Ruth Goller’s ‘Skylla’ shines a long-awaited light on one of the most important musicians to have driven and revolutionised the UK jazz and improv scenes over the last 16 years. The bassist, vocalist, composer, environmentalist and now solo artist, draws inspiration from deep within to create a stunningly original and beautiful piece of work.
Hailed by the Guardian for her “thunderous bass-guitar hooks’, Goller helped lay the foundation for the UK’s jazz renaissance whilst playing in many of its most influential and popular bands, from her years on stage with Acoustic Ladyland and Melt Yourself Down, to more recently Let Spin and Vula Viel, whilst performing and recording with the likes of Shabaka Hutchings, Mercury-Award nominee Kit Downes, Sam Amidon, Bojan Z, Marc Ribot, Rokia Traoré, and Paul McCartney.
On ‘Skylla’, Goller in some ways returns to the pure untaught instincts that drove her as a teen punk musician. Working with different tunings for each song, Goller composes instinctively based on what she hears in every moment. As Goller puts it, “at that point muscle memory doesn’t work anymore so I have to trust my ear completely”.
Coming from the border region between Italy and Austria, Goller grew up fascinated by the differences and similarities in the intentions behind speech. This ear for words has influenced her approach to vocals; improvising them through streams of consciousness around her bass playing, focusing on the sound and feeling, and almost inventing a new language through abstraction. As Goller puts it, “Music is a language and I always want to learn as much as I can about it”.

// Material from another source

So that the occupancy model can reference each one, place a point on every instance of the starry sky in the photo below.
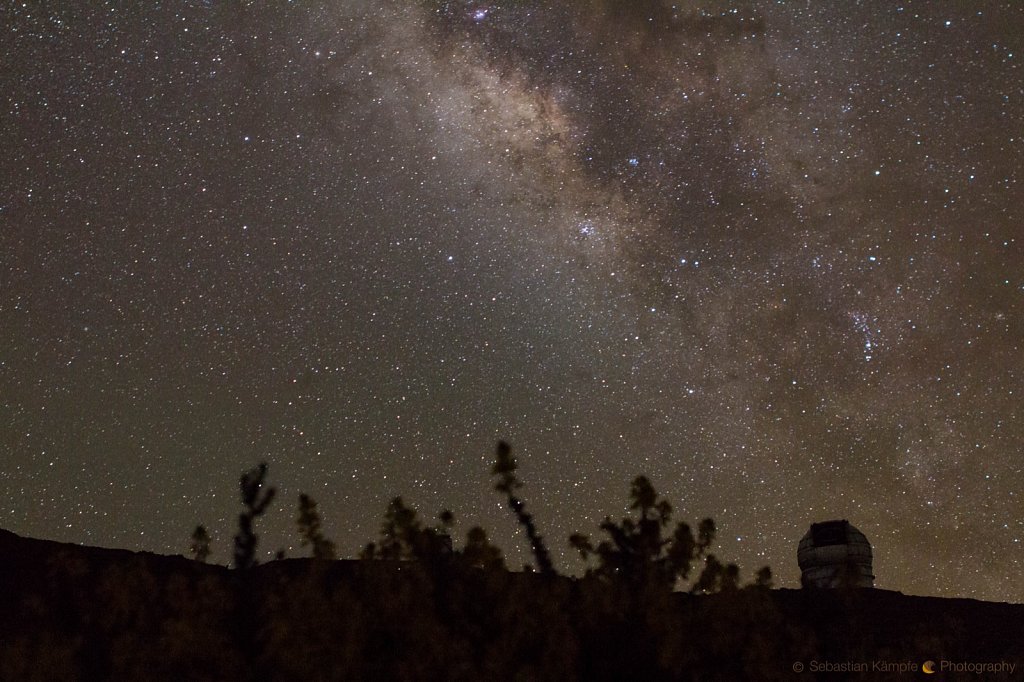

Intimate voice and bass guitar entwine in improvised tandem on Goller’s debut album, exhibiting a confidence that reflects her experience at the vanguard of the European jazz scene. A work of uncanny and original beauty on which Goller has reached deep within to find pure honesty and musical originality. As ECM Reviews put it, Goller “unravel(s) an intimacy so deep it (feels) almost blasphemous to be privy to its wonders.”